La reconstruction sera à proximité et participera bien de la notion de reconstruction sur les plan matériel, même s’il ne partage pas les fondations du bâtiment démoli.

Bien souvent, le propriétaire n’a pas vraiment le choix.

Faut-il ester sur la même empreinte au sol ?

Le Ministre des Finances a précisé cette condition en réponse à une question parlementaire posée le 23 juin 2009 par le député Josy Arens :

« L’administration admet que le bâtiment d’habitation issu de la reconstruction ne se situe pas exactement au même endroit que le bâtiment démoli pour autant cependant qu’il soit érigé sur la même parcelle. »
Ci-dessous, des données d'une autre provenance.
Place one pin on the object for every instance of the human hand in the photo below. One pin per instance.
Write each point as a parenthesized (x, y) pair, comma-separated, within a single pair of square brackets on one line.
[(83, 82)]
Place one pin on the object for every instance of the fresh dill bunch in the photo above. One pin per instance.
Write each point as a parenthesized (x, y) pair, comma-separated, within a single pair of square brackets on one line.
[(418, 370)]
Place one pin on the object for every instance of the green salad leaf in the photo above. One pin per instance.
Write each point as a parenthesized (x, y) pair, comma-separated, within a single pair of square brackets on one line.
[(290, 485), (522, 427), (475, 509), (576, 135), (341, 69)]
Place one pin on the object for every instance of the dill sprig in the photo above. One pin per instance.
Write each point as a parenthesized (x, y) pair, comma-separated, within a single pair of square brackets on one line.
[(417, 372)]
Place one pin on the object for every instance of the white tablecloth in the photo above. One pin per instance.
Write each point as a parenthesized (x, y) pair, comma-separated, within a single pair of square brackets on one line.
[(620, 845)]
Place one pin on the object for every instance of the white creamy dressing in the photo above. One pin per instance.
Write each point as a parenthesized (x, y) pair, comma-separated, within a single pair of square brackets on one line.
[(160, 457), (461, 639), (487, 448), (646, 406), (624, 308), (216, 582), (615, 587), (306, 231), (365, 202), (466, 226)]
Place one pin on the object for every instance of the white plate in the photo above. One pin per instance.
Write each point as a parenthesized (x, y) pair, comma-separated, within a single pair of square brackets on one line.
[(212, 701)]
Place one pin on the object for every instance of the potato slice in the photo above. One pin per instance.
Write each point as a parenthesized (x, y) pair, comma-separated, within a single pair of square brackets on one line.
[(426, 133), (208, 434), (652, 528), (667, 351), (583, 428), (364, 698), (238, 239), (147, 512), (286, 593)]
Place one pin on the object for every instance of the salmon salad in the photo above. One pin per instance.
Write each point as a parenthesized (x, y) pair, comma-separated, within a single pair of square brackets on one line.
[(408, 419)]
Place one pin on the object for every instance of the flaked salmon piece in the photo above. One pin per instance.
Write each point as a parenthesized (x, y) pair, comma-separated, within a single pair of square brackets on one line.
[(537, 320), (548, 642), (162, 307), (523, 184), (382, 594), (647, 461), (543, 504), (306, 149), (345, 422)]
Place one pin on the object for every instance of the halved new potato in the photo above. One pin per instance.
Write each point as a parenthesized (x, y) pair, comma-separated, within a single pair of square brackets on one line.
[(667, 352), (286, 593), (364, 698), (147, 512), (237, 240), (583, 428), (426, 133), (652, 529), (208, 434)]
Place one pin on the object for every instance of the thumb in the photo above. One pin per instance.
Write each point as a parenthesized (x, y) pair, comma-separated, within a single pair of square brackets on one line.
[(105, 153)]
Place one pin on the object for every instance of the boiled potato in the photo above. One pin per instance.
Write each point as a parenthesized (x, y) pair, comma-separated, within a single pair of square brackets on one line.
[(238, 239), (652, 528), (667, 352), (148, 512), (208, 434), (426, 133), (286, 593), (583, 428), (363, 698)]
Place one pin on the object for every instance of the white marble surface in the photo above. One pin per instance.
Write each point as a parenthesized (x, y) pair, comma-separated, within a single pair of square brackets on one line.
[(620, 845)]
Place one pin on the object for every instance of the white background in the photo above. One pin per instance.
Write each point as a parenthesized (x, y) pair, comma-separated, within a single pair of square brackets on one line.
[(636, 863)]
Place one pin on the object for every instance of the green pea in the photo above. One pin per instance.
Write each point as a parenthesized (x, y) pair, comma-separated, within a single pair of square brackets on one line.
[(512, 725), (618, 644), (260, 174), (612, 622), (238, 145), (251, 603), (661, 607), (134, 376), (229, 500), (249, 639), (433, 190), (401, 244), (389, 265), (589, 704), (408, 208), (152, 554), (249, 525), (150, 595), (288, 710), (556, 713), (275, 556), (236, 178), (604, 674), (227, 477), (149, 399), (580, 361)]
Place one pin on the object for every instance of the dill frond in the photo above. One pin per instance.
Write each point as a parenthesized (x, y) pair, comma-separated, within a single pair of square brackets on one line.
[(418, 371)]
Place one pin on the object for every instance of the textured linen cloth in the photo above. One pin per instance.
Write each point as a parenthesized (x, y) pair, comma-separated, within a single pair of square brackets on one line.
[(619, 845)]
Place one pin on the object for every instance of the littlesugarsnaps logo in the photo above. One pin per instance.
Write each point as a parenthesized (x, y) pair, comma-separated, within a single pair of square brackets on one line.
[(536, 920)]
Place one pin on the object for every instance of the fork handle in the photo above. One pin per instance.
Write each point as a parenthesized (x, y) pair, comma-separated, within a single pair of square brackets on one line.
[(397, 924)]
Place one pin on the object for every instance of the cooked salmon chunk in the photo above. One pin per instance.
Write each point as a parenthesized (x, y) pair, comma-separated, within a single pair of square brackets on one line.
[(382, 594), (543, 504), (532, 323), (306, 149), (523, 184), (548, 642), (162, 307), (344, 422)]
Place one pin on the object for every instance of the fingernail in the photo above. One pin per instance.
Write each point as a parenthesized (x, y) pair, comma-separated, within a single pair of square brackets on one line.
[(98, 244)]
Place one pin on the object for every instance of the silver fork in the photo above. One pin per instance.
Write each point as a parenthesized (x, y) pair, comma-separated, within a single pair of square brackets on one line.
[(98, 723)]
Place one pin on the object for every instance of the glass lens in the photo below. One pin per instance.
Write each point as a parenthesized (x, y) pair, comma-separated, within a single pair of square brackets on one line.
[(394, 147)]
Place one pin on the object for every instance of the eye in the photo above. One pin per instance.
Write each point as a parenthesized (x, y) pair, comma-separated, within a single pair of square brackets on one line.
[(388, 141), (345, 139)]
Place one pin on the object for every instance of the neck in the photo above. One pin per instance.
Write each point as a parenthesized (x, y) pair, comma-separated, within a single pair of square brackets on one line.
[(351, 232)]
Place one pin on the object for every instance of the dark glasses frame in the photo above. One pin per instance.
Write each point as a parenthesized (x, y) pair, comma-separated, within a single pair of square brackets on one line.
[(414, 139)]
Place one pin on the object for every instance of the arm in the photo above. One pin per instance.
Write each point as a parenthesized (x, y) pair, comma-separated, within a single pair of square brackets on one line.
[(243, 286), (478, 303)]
Il faut donc rester sur la même parcelle cadastrale même si on ne construit pas au même endroit.

Cette condition n’est absolument pas présente dans le texte mais on en comprend évidemment la logique.

Selon une décision du SDA, si le bâtiment neuf est construit en partie sur la parcelle cadastrale du bâtiment démoli et en partie sur un terrain à bâtir adjacent, le taux de TVA réduit de 6 % ne peut pas être appliqué (décision anticipée n° 2019.0626 du 13 août 2019).

Cette décision est excessive et contraire à l’esprit du texte, à l’objectif du législateur, lorsque la différence d’emplacement résulte de considérations urbanistiques ou techniques comme l’ouverture d’une voiries.

L’administration (le SDA aussi) doit appliquer le cadre XXXVII de manière intelligente, au cas par cas et en fonction des contingences, en s’abstenant de position de principe.